Democrats owe the Independent Senator a debt of gratitude. The fact that many to most of Sanders’ proposals could not have passed in the short-term with a Republican-controlled Congress does not mean that progressives shouldn’t advocate for those policies, to improve their viability over the long-term. It’s self-defeating to allow do-nothing congressional conservatives to limit how Democrats use the bullypulpit.
Bernie’s Parting Gift
But where does Sanders go from here? If delegate geeks like Nate Silver are correct that it’s impossible for Sanders to come from behind to win the nomination, should he just pull out of the race, as indignant Clinton supporters have been demanding?

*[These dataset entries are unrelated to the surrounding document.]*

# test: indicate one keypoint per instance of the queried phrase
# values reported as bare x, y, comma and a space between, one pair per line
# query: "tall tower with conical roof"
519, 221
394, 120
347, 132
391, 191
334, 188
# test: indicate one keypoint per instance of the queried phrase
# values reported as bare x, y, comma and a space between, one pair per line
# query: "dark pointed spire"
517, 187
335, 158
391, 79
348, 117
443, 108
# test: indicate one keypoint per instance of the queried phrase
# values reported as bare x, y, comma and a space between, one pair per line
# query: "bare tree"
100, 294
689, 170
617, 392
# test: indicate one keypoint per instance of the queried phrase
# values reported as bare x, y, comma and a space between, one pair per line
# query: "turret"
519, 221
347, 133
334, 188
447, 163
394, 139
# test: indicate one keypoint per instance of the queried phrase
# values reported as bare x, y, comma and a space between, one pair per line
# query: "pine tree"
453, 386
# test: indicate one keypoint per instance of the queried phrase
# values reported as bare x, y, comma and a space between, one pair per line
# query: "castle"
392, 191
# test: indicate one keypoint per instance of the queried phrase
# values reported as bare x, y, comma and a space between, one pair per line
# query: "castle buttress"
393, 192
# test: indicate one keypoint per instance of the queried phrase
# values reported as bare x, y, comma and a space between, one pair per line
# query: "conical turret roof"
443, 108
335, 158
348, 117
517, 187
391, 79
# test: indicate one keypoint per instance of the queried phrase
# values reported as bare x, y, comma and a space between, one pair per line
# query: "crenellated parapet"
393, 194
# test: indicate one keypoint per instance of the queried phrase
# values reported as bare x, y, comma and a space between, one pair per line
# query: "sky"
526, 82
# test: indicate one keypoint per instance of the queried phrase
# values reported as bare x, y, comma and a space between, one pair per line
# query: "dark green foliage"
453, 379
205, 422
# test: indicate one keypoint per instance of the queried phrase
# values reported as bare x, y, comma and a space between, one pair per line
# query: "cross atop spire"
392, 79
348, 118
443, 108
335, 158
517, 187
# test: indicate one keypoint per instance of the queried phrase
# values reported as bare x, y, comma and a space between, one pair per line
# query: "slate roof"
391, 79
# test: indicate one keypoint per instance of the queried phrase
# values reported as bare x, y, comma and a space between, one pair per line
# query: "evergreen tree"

Before Sanders leaves the stage, I’d ask one more favor of him: Expose Trumponomics for what it is. To limit the number of Sanders refugees who are tempted to support Trump over Clinton in November, Sanders should spend the next few weeks exposing the fraud Mr. Trump is attempting to perpetrate on Americans.
For instance, Sanders should explain that billionaire Trump may claim that his partial self-financing makes him independent from the uber-wealthy interests, but Trump’s tax plan exposes the truth. According to a Tax Policy Center (TPC) analysis, Trump’s tax plan would give an average tax cut of $1.3 million per year to the richest one-tenth of one percent. Sanders should make sure his audience understands that billionaire Trump plans to further enrich his fellow billionaires.
Sanders should also explain how the businessman’s proposals will destroy the American economy, rather than make America “win so much will be sick of winning.” For instance, look at what Mr. Trump’s plan to lavish the mega-rich with tax breaks would do to the national debt:
“The Tax Policy Center estimates the proposal would reduce federal revenue by $9.5 trillion over its first decade and an additional $15.0 trillion over the subsequent 10 years, before accounting for added interest costs or considering macroeconomic feedback effects.”
Some have suggested that Sanders and Trump compete for the same type of voters, those most frustrated with the status quo. Therefore, before Sanders leaves the stage, he should conduct a seminar for “open to Trump” voters about the fraud Mr. Trump is attempting to perpetrate on them. Doing so could constitute Bernie’s greatest gift of all to the Democratic Party.